PNG18 - ethnographic attestation
Iatmul / Mindimbit
Papua New Guinea - East Sepik - Oceania - Sahul
Function not recorded
Source term: Schwirrholz; bullroarer / sacred flute / slit-gong
Schwirrholz: Reche’s German term for bullroarer. wagan: Iatmul avenging clan-spirits whose voices are the secret slit-gongs.
At Mindimbit on the Middle Sepik, Otto Reche documented a bullroarer whose construction and performance leave no ambiguity about the identification. H.S. 6649a was a 37.5-centimetre carved blade with a twisted-bast cord and a short wooden handle.
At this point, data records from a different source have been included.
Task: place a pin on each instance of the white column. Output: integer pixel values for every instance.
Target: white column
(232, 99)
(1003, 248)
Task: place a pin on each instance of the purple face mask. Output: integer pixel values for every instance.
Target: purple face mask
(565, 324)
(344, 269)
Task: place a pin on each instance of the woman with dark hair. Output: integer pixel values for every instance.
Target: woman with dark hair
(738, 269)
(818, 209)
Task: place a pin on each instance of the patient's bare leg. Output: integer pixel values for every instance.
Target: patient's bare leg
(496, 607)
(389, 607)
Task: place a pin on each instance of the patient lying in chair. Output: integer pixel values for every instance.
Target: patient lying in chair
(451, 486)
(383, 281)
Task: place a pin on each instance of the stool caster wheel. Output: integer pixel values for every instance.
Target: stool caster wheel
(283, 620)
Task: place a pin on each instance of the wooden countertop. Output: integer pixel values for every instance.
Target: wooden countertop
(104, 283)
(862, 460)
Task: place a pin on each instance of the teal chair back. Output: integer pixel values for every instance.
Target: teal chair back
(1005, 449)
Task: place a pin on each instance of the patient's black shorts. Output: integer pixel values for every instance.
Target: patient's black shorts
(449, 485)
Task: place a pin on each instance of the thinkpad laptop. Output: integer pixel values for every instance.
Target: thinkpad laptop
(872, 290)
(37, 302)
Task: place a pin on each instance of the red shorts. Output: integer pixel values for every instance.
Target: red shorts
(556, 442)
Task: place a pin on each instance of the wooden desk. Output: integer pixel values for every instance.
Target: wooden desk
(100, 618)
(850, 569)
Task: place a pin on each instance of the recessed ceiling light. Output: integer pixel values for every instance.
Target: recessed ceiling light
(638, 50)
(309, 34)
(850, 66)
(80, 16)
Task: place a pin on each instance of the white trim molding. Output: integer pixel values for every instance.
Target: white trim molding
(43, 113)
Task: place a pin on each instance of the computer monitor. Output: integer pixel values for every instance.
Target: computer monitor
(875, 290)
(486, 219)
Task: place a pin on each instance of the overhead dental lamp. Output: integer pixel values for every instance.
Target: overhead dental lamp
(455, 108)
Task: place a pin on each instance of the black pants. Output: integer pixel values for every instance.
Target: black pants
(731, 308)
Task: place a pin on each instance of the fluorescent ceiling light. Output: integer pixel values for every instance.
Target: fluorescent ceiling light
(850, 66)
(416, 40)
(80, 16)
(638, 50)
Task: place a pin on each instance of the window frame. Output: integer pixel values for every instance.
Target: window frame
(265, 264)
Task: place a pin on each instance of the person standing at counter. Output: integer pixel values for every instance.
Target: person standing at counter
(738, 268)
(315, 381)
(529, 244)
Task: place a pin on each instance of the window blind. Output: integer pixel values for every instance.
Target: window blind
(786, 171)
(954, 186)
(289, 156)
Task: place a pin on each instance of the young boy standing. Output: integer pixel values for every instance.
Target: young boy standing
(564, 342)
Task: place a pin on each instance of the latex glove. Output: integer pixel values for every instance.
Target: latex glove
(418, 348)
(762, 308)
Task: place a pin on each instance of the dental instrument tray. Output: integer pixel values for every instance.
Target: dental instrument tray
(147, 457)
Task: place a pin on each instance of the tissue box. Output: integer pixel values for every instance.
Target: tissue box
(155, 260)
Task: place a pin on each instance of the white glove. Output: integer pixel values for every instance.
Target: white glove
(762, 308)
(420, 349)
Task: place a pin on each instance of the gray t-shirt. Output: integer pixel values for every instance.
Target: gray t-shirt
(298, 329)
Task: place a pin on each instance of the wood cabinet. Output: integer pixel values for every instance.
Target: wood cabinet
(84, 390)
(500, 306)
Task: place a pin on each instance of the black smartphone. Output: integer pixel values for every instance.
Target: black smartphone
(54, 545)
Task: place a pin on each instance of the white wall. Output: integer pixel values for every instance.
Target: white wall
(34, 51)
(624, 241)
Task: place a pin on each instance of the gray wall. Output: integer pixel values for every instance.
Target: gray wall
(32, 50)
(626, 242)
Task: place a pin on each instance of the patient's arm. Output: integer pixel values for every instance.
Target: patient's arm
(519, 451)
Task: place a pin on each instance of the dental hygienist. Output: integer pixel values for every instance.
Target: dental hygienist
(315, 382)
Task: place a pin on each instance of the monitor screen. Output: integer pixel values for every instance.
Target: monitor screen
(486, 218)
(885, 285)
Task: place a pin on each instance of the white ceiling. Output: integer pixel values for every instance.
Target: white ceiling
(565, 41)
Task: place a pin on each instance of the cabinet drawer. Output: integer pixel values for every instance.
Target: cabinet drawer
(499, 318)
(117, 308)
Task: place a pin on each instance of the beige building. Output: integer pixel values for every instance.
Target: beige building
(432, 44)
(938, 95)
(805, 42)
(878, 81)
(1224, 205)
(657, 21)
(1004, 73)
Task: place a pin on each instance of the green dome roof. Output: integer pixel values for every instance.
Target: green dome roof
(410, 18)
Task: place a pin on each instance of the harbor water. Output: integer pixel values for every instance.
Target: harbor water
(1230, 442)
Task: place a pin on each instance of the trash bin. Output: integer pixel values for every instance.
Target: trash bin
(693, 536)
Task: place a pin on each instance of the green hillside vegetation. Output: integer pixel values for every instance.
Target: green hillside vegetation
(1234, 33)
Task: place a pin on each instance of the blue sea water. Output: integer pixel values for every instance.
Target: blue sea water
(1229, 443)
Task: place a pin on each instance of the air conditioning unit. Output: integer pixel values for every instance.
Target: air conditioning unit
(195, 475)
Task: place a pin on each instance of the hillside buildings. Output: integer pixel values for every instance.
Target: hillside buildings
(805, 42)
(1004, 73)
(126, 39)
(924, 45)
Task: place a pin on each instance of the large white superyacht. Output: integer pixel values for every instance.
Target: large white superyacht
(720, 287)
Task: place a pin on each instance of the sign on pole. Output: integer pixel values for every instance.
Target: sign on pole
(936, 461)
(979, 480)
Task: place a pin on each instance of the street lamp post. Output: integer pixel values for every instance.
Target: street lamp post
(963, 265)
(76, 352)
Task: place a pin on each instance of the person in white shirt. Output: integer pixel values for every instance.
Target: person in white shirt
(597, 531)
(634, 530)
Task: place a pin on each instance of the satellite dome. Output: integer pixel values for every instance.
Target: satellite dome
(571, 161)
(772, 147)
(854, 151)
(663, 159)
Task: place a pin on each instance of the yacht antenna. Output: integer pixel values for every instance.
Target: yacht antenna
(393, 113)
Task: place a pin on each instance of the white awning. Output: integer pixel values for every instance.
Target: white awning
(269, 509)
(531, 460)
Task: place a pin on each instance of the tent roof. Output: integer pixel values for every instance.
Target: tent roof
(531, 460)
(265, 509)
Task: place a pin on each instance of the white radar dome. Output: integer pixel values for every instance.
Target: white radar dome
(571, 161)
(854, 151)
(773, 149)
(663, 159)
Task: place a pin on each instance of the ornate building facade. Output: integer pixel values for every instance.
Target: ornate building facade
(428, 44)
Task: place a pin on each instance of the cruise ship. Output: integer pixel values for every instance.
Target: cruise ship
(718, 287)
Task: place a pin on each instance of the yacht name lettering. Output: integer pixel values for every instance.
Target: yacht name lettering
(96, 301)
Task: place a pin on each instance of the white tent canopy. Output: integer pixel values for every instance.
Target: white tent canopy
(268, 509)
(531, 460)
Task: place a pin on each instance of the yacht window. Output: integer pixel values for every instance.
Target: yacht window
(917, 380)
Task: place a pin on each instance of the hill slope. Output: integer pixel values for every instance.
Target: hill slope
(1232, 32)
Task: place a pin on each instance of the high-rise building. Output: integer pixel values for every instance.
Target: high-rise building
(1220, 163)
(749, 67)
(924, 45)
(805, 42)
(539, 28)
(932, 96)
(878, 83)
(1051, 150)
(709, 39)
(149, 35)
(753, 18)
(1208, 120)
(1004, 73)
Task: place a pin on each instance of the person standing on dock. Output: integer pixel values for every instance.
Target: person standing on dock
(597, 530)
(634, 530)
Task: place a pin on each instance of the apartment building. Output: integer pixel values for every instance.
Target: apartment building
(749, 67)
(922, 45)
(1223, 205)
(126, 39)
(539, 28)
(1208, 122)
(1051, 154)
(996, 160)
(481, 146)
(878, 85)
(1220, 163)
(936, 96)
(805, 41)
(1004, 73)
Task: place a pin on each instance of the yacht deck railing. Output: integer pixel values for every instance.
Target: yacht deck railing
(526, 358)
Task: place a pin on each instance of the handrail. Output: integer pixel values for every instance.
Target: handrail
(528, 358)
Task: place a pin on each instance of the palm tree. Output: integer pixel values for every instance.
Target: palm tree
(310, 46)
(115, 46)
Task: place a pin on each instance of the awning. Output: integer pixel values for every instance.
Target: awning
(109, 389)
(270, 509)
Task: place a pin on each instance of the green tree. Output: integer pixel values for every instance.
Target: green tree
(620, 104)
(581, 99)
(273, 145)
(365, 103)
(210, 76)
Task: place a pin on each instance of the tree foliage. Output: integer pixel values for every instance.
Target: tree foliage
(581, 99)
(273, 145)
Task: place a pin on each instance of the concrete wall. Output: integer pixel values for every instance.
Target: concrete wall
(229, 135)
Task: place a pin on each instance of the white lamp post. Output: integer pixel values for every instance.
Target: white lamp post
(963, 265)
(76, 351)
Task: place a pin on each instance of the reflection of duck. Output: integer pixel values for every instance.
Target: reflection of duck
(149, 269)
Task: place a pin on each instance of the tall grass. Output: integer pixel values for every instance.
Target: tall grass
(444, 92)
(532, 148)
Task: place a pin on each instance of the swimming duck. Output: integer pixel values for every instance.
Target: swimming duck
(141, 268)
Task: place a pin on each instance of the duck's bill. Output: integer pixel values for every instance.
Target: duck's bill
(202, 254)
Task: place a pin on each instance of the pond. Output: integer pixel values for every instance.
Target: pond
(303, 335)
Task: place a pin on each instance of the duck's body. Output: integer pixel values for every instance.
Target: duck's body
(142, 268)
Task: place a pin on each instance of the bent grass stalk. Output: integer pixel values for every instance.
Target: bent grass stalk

Its forked cord mount kept the line aligned as the blade rotated, and when swung it produced what Reche called a very deep, humming tone. The expedition found it stored inside the belly of a large woven crocodile. Reche’s paired engraving shows the patterned front and back. A second plate depicts the monumental 140-centimetre H.S. 6596 from Mụåńgêm, which Reche judged very probably also a bullroarer and interpreted as a formal embodiment of the initiation spirit. Bateson’s later Iatmul account places bullroarers with flutes in the earlier men’s initiation ceremonies, while the slit-gongs called wagan belonged to the more serious secret rites.
Beim Schwingen gibt es einen sehr tiefen, brummenden Ton.
When swung, it produces a very deep, humming tone.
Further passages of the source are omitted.